Today the witness protection provisions in the first clause of the 1940 statute are found in section 1512 along with the witness protection provisions that existed in an earlier version of section 1505. See 18 U.S.C. § 1512. Again, nothing in the history behind section 1512 directly addresses the meaning of the term “corruptly” in section 1505. As the majority notes, section 1512 does not criminalize attempts by the witness to mislead Congress himself, see Maj.Op. at 383; it seems clear to me that the term “corruptly” in Section 1505 does.

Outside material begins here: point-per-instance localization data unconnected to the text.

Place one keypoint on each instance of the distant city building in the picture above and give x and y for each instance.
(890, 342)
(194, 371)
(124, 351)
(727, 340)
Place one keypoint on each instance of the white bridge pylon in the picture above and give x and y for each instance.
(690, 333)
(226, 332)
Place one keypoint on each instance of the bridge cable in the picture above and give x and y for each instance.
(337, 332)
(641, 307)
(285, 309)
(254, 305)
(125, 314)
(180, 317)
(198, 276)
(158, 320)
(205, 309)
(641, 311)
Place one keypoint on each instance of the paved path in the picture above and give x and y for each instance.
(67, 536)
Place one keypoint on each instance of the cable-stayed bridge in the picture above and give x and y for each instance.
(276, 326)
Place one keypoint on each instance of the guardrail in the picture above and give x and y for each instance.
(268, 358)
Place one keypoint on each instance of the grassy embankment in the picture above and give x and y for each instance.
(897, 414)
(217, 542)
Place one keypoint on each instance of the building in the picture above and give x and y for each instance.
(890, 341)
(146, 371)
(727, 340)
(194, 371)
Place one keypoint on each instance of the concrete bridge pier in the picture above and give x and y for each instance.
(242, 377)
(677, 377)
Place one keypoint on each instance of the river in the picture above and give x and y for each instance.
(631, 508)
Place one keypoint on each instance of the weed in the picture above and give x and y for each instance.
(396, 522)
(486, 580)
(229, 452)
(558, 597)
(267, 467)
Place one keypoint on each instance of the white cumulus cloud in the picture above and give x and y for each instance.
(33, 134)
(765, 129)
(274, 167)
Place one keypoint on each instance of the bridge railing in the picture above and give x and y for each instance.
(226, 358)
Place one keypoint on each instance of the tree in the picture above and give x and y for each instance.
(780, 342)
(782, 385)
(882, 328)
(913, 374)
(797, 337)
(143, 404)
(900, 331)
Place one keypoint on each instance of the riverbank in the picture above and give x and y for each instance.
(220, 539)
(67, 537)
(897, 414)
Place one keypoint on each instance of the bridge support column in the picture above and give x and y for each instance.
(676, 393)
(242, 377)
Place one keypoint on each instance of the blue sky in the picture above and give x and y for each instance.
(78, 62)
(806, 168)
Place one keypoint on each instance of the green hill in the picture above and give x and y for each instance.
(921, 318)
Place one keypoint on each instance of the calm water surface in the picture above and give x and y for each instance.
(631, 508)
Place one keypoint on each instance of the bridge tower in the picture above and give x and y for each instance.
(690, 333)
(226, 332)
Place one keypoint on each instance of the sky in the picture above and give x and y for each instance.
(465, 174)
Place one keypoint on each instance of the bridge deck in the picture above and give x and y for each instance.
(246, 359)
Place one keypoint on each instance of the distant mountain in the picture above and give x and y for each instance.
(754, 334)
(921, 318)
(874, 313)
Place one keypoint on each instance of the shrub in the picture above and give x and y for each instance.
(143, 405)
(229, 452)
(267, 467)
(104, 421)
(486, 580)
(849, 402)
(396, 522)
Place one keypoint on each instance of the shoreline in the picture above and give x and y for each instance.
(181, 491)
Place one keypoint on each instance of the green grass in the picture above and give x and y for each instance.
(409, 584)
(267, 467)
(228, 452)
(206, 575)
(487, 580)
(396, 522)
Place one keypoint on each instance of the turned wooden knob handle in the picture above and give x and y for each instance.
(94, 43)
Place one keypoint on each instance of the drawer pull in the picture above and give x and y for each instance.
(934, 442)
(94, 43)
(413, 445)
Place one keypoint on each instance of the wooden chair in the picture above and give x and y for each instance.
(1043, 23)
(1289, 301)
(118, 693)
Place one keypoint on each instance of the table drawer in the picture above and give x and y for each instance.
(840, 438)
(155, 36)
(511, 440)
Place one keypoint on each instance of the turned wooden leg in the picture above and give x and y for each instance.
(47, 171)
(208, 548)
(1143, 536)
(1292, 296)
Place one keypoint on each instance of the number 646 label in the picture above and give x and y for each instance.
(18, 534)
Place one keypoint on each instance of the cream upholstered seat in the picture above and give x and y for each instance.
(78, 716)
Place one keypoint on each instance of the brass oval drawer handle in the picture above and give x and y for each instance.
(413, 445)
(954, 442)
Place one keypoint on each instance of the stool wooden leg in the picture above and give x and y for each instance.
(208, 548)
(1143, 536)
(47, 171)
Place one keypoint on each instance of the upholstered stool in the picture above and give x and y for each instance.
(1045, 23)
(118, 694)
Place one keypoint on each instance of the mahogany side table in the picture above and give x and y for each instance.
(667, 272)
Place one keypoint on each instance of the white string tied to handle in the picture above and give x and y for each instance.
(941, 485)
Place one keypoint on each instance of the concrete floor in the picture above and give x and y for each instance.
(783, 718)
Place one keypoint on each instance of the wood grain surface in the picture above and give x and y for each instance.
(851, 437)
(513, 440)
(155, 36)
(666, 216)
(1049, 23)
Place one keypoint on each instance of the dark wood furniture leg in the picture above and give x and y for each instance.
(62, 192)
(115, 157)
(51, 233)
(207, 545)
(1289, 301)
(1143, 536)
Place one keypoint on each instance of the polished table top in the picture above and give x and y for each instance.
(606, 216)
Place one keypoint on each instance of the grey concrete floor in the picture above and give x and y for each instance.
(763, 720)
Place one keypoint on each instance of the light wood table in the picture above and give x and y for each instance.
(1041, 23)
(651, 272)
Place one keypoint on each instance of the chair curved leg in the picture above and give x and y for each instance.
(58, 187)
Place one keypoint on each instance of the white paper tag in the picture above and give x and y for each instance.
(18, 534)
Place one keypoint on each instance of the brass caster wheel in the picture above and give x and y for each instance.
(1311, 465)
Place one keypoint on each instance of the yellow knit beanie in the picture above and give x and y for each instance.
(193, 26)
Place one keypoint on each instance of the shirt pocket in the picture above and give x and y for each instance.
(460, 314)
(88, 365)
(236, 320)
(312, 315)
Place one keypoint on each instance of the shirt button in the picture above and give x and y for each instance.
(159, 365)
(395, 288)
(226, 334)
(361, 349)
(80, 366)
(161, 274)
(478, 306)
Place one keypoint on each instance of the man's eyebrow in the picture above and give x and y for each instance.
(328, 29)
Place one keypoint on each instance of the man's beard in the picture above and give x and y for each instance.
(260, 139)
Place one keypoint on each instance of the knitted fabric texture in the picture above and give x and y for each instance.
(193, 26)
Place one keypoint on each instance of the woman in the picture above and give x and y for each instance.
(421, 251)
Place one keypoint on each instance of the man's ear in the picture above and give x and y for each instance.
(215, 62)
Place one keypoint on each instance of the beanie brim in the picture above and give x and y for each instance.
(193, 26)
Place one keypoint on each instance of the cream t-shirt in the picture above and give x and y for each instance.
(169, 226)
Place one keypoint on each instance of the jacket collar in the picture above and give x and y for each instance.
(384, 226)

Recent decisions of this court have made the special prosecutor’s path a most difficult one. In re Sealed Case, 838 F.2d 476 (D.C.Cir.1988) told him that he was unconstitutional. After the Supreme Court reassured him that he was not, Morrison v. Olson, 487 U.S. 654, 108 S.Ct. 2597, 101 L.Ed.2d 569 (1988), he was roadblocked by the new variations on Kastigar set forth in this court’s North decisions. Today this court unfairly decides that even though the proper Kastigar standards were not enunciated until after the trial in this case, the special prosecutor will not get a chance to apply them. I dissent.